Henry Miller un dostoevskyano?
- domandeprofonde
- 14 feb 2019
- Tempo di lettura: 2 min
Non si dovrebbe dire ‘la speranza è l’ultima a morire’, ma ‘l’erotismo è l’ultimo a morire’, quando tutto muore il personaggio dei libri (la trilogia Sexus, Nexus, Plexus) di Henry Miller cerca ogni genere di sesso. È una ricerca estrema quella di Mr Miller (questo è il poco celato nome del personaggio) lungo questi, tre libri (da cinquecento pagine ciascuno). Questa sua ricerca è intervallata dalla ‘morte’, o meglio da quel senso di morte, quella solitudine esistenziale che sa benissimo descrivere e su cui e da cui nascono molte riflessioni. Tirerei una bestemmia se dicessi che Henry Miller assomiglia a Dostoevsky? Sexus: un libro di filosofia scritto durante una scopata: un insieme di eventi gli uni sugli altri. I dialoghi filosofici sembrano nascere per caso, al momento di suspence, nella mente del protagonista, e si sviluppano come estemporanei, frettolosi, anche se per lunghe pagine. Insomma, pare un romanzo sempre in movimento tra una idea e l’altra o tra una donna e l’altra.

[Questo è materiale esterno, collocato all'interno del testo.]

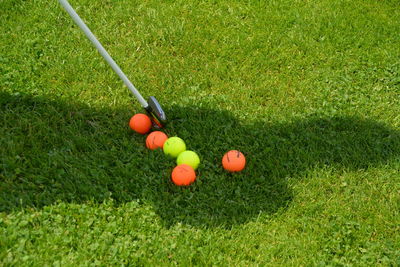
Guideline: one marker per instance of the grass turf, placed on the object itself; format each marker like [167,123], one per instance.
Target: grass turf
[307,90]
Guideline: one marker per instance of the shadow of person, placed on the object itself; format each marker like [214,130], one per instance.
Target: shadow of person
[57,151]
[275,153]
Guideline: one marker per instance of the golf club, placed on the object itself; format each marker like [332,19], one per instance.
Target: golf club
[152,107]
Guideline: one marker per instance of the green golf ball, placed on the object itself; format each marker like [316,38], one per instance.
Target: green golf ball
[189,158]
[174,146]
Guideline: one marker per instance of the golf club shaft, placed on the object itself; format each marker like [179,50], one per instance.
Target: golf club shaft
[102,51]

Anche lunghe discussioni su cosa sia l’arte e la scrittura non stonano con la trama, e arrivano a conclusioni dostoevskjane, pur in forma diversa. Nella parte terza sembra di intravedere antisemitismo (peraltro, credo, consapevole e dichiarato) nelle descrizioni funeste della famiglia ebraica (il romanzo è parzialmente autobiografico).

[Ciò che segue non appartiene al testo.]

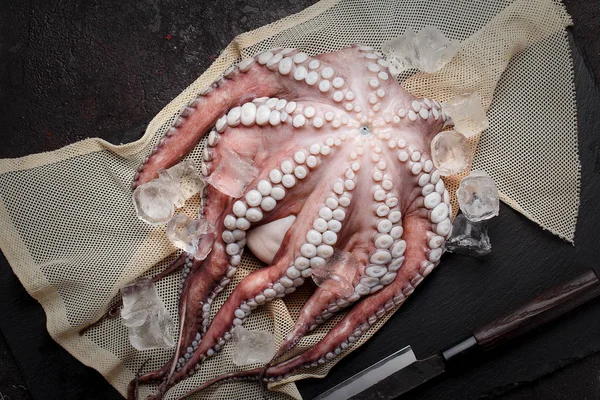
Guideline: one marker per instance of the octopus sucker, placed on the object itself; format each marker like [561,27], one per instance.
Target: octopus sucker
[344,175]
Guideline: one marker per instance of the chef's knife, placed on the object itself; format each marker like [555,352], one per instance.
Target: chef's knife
[401,371]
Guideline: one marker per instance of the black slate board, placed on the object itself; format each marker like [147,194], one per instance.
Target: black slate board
[461,295]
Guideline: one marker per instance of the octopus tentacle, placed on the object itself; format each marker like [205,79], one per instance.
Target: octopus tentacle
[314,128]
[283,276]
[360,318]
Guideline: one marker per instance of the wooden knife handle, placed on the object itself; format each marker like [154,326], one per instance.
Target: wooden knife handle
[550,305]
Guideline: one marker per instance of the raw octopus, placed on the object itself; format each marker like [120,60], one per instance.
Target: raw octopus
[342,152]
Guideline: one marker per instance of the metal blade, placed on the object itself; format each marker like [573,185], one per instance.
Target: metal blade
[388,378]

Sembra che più che delineare storia e personaggi (che pure ci sono) lo scopo dello scrittore siano le atmosfere costruite improvvisamente, ma che possono durare pagine e pagine (questa capacità non l’ho mai vista fare meglio che in Miller).
La storia presenta comunque molti personaggi e colpi di scena che si snodano con coerenza per più di 500 pagine (e si tratta di una trilogia con Plexus e Nexus), dimostrando, Miller, di saperci fare anche con l’orchestrazione della trama, oltre che, già coi temi filosofici, e le scopate.
I nomi dei personaggi a volte cambiano, come la stessa donna che per la prima parte si chiama Mara, poi Mona. Un romanzo sempre in movimento, con molti personaggi estemporanei che appaiono improvvisamente, dove pare che siano stati messi per esprimere un’idea dell’autore e per identificarsi nelle azioni che fanno, più che per la loro storia. Così anche il destino, in questo romanzo, può cambiare rapidamente, da magico a pessimo e da pessimo a magico.